Tartan is a word that means “a patterned cloth consisting of criss=crossed, horizontal and vertical bands in multiple colors”. Tartans were first made of woven wool, but are made of several other materials. Tartan is the traditional, regional dress of the Highlands and Isles of Scotland. However, it was not always so. Weavers in villages made clothes for the people with whatever wool was available. The ancient Highland dress was a loose garment made up of about 18 feet of double tartan. The old Highland looms could only weave a maximum width of 25 to 30 inches. The first mention of tartan in Scotland was in 1538. There was no connection to clans or districts.
In the beginning, Highlanders used only the natural shades of sheep’s wool –black, brown, or white in the design of tartan cloth. Later, they used a range of leaves, berries, bark, and lichens as natural dyes to develop cloth patterns.
By the 13th century the clans had grown from roots in the Highlands of Scotland. A Scottish clan is a kinship group among Scottish people who had allegiance to one chief. Clans give a sense of shared identity and descent to members. In modern times, clans have an official structure recognized by the Court of Lord Lyon, which regulates Scottish heraldry and coat of arms.The clans lived off the land with cattle being their main source of wealth.

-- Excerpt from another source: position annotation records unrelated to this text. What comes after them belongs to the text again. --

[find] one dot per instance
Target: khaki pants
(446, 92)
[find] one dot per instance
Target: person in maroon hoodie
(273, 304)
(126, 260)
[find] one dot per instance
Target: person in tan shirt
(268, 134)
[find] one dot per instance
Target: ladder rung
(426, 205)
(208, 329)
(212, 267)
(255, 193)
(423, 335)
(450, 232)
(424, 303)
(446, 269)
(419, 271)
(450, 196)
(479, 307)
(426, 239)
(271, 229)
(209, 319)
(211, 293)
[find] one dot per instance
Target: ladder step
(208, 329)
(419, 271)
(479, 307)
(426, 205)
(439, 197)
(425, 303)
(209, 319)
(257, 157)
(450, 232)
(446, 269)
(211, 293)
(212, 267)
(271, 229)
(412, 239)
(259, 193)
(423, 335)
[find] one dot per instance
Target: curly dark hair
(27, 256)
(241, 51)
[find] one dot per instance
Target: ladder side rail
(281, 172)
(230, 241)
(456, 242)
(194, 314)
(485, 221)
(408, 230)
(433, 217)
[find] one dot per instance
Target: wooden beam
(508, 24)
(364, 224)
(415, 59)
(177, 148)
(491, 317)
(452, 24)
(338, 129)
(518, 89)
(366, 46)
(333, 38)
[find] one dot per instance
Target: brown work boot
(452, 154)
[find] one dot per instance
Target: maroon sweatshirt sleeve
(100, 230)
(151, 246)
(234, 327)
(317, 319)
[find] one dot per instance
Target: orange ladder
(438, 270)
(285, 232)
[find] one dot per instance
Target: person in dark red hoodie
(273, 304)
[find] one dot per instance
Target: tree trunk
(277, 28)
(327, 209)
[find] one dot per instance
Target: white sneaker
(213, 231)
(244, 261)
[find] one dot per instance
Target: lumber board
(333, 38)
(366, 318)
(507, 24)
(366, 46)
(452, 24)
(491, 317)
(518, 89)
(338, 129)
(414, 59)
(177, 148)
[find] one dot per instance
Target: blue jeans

There were border disputes which led to inter-clan unrest. The oldest clan in Scotland is Clan Donnachaidh, also known as Clan Robertson dating back to the Royal House of Atholl. Members of this House held the Scottish throne during the 11th and 12th centuries. The oldest known tartan design is a black and white check, the Northumbria or Border tartan. The highlight of tartan was highlighted by a visit of George IV to Edinburgh. All were encouraged to dress in their tartans.
The Highlands of Scotland include the northwestern mainland counties of Sutherland, Ross, Cromarty, Inverness, and Argyll. The main island groups are the Inner Hebrides and the Outer Hebrides in the west of Scotland and Orkney and Shetland to the north.